Le ministère du Développement numérique, des Postes et des Télécommunications (MNDPT), a organisé hier à l’hôtel Carlton Anosy, un atelier de validation du cadre réglementaire relatif à la signature électronique et à l’interopérabilité, deux piliers de la transformation digitale du pays. Une étape déterminante vers la mise en place d’un environnement numérique sécurisé et juridiquement reconnu à Madagascar.
En utilisant les techniques modernes de cryptographie, la signature électronique est l’équivalent légal de la signature manuscrite, avec la délivrance d’un certificat de signature électronique qui garantit l’identité du signataire, l’authenticité, l’intégrité et la non-répudiation des documents (Contrats, factures, formulaires), tout en permettant d’effectuer des gains de temps, réduire les coûts et sécuriser les données.
Comme l’a rappelé le ministère, « une signature électronique n’est pas une signature scannée, mais un procédé infalsifiable reposant sur la cryptographie à clés publique et privée ».
Parallèlement, l’interopérabilité se définit comme la capacité des systèmes et des organisations à échanger et utiliser des données de manière fluide et sécurisée. Elle constitue la base de l’e-gouvernance et de la dématérialisation des services publics, en permettant aux plateformes « d’échanger dans le même langage » sans blocages techniques. Madagascar prévoit de s’appuyer sur la plateforme nationale X-Road, pour assurer cette connectivité.
Innovations
Le projet de décret en cours d’élaboration va apporter des innovations, à savoir application effective de la loi de 2015 sur la signature électronique, mise en place d’un cadre institutionnel et procédural clair, définition des obligations des acteurs (accréditeurs, prestataires, utilisateurs) et intégration des règles relatives à la protection des données personnelles.
Concernant l’interopérabilité, le texte prévoit la création d’un cadre réglementaire dédié, avec l’Unité de Gouvernance Digitale (UGD) et un Comité national d’interopérabilité.

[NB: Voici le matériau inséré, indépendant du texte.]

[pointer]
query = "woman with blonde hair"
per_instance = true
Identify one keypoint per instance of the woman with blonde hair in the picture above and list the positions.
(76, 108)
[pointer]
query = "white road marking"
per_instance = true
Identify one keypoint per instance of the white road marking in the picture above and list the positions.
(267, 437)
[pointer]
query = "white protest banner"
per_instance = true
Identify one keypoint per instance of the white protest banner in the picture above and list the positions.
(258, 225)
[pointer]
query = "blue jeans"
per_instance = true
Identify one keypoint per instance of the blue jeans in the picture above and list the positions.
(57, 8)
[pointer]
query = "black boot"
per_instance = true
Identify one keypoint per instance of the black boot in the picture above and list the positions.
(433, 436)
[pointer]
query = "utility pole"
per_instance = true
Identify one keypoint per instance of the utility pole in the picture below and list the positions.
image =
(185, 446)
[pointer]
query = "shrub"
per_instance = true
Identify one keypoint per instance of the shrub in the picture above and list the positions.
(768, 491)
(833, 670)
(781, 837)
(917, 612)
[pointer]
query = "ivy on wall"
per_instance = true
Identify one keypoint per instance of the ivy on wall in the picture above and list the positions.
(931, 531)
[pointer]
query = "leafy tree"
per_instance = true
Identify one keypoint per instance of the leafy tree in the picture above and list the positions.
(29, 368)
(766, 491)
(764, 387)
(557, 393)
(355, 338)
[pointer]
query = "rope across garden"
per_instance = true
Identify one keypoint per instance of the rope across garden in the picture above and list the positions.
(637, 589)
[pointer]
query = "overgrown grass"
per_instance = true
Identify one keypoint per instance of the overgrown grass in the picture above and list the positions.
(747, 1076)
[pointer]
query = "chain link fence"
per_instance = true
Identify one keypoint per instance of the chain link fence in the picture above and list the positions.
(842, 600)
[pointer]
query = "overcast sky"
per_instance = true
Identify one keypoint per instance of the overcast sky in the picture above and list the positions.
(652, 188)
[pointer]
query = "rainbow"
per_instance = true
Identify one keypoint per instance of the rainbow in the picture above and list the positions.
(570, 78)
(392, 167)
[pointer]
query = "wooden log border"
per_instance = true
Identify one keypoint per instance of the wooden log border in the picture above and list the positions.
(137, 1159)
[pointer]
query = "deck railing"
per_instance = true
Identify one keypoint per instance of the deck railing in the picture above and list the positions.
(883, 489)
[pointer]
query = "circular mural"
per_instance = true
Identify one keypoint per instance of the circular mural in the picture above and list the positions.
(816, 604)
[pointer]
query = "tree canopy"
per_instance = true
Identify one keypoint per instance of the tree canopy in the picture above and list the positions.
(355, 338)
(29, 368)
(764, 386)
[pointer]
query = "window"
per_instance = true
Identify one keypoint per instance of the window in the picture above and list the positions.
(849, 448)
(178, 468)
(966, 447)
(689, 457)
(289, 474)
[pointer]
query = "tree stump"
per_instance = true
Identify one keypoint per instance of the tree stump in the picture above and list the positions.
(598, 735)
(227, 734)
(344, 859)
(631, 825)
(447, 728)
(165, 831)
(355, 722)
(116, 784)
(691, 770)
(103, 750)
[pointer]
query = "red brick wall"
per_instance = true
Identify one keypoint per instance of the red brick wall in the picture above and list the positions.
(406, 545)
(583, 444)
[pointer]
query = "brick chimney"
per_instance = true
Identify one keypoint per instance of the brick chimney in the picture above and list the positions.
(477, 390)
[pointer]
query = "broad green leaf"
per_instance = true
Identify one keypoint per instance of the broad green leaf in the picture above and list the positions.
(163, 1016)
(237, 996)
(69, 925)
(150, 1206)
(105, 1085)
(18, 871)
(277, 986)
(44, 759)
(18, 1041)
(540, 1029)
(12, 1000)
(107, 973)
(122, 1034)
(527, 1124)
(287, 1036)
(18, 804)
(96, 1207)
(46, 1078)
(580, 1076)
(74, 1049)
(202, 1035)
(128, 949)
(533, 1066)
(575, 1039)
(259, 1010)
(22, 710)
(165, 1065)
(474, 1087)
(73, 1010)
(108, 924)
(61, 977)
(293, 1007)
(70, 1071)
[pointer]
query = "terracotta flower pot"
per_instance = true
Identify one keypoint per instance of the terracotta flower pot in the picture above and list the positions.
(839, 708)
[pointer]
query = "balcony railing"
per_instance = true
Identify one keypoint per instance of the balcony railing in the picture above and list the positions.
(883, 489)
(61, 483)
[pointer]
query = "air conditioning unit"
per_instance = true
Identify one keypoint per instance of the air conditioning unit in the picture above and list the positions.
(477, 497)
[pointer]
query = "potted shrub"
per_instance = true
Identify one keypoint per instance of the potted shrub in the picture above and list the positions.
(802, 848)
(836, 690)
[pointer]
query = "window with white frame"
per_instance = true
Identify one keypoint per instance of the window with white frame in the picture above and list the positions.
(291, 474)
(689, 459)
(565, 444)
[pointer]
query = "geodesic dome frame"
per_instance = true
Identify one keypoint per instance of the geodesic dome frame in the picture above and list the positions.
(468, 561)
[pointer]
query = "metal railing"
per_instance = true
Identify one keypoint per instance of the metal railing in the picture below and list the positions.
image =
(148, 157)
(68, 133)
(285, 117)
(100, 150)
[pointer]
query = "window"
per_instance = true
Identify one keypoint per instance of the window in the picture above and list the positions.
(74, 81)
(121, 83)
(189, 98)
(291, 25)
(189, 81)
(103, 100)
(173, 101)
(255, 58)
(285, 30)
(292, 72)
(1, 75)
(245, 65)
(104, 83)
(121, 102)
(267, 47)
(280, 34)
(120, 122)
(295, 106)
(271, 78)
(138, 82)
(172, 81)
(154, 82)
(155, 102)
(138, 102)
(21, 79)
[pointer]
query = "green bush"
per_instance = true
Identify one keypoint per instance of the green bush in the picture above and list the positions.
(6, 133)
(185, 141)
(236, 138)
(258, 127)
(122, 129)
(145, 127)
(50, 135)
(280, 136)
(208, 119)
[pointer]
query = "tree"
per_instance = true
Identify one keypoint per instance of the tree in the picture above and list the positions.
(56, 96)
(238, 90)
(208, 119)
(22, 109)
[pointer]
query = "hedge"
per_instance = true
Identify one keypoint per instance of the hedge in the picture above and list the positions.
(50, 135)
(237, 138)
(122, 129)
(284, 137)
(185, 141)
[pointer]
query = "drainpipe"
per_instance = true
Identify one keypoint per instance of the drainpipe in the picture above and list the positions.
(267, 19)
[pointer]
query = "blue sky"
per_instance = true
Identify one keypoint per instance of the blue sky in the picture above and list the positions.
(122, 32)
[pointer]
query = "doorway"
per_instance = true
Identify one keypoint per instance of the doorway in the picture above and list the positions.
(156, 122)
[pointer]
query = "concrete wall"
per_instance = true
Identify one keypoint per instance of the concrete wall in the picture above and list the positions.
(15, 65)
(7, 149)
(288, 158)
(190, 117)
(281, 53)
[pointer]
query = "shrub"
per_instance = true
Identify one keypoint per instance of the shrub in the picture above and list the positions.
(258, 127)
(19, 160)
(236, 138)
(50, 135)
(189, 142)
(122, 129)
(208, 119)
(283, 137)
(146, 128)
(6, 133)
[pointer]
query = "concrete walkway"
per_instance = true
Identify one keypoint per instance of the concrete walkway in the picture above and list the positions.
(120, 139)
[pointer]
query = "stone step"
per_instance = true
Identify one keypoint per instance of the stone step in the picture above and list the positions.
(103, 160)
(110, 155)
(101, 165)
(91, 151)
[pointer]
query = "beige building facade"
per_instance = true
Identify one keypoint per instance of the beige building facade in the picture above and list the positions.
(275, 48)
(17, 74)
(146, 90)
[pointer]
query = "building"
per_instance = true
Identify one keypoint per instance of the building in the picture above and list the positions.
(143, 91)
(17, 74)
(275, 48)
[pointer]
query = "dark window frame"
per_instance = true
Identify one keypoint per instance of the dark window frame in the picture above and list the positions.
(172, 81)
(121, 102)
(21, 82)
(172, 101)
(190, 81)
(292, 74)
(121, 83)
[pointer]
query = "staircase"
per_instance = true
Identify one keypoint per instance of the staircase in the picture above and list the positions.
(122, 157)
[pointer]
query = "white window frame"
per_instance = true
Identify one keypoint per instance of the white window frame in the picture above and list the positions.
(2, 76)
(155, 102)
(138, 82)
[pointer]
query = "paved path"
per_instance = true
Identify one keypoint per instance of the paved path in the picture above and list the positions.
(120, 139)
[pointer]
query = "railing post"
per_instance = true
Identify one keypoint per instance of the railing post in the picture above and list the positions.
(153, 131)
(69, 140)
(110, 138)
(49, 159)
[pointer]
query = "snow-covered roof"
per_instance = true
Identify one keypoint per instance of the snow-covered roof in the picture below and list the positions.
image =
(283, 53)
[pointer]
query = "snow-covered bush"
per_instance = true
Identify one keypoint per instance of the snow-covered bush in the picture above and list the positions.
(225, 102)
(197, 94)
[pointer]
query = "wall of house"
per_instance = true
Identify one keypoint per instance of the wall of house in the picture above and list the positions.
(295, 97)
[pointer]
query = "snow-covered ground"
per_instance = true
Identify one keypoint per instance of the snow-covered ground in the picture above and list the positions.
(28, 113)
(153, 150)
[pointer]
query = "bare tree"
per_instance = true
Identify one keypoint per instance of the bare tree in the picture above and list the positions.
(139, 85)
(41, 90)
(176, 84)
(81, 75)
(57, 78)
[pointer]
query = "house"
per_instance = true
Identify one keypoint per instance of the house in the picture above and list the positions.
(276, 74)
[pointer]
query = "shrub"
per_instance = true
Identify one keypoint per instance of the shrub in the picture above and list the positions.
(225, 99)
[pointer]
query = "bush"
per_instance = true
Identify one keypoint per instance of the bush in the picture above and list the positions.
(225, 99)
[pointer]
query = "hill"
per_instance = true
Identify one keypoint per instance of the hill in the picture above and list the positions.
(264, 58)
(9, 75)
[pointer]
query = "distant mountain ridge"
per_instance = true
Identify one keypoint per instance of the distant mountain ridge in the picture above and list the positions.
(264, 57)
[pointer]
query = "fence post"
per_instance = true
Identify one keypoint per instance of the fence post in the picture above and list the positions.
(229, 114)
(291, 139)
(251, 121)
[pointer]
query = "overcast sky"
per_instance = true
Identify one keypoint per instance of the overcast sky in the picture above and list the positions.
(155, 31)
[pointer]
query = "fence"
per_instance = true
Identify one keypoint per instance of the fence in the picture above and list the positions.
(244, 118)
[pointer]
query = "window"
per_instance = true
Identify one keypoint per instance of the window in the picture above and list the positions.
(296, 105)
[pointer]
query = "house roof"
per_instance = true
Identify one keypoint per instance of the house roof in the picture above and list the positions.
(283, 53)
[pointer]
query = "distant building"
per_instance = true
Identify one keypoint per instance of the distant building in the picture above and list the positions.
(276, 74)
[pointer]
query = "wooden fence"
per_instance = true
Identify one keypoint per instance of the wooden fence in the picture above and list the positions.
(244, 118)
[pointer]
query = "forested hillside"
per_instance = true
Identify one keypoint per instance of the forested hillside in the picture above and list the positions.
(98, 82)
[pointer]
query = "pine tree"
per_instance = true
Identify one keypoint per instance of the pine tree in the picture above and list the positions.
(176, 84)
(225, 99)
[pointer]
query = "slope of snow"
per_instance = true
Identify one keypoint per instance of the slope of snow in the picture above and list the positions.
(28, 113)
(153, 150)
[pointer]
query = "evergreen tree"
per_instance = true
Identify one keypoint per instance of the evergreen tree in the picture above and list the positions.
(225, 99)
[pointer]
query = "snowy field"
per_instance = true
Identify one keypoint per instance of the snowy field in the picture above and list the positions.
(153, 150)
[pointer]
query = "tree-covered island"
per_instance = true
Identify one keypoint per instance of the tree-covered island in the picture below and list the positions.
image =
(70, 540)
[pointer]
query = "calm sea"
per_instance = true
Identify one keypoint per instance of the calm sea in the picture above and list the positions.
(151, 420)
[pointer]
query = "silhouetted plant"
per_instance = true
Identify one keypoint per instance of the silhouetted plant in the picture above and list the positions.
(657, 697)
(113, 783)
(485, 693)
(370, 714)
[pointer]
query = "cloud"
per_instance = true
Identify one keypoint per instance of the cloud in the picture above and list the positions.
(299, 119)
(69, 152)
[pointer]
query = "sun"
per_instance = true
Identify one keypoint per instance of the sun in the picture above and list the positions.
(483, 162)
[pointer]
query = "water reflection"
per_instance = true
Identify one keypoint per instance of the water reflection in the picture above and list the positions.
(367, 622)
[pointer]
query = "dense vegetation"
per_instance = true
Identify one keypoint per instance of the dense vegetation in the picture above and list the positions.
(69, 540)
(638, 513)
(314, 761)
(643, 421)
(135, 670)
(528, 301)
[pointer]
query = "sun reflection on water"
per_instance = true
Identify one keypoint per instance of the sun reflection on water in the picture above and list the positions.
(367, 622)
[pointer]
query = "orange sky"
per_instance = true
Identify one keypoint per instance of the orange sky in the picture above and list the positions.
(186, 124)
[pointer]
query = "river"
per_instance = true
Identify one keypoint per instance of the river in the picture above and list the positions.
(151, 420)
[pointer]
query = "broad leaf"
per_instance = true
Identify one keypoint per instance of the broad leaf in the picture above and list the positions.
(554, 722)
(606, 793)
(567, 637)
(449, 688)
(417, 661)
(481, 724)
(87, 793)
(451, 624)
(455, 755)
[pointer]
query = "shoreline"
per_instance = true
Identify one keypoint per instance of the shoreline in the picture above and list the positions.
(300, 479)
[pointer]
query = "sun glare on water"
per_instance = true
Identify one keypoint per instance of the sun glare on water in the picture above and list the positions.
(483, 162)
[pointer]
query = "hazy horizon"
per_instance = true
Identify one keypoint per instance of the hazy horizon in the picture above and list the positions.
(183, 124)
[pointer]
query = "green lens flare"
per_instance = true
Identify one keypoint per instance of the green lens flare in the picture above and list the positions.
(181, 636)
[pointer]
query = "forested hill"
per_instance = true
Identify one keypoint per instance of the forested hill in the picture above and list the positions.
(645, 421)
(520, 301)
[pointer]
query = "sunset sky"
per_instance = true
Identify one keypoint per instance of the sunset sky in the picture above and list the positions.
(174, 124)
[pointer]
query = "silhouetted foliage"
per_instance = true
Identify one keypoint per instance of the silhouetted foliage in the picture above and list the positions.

Dans son discours, la ministre Stéphanie Delmotte a voulu démontrer l’envergure de ce chantier : «Aujourd’hui marque la volonté du gouvernement d’instaurer un cadre juridique qui rend pleinement opérationnelles la signature électronique et l’interopérabilité, indispensables à la digitalisation des services publics et privés ».
Elle a rappelé que même si la loi existe depuis 2015, l’absence d’un décret d’application avait jusqu’ici freiné sa mise en œuvre. Alors que ce recadrage juridique contribue à l’élaboration d’un futur Code du numérique, qui regroupe l’ensemble des textes encadrant le secteur.
L’atelier a ainsi permis de présenter les résultats des consultations menées depuis avril et d’affiner les propositions avant leur soumission au Conseil du gouvernement.
Arh.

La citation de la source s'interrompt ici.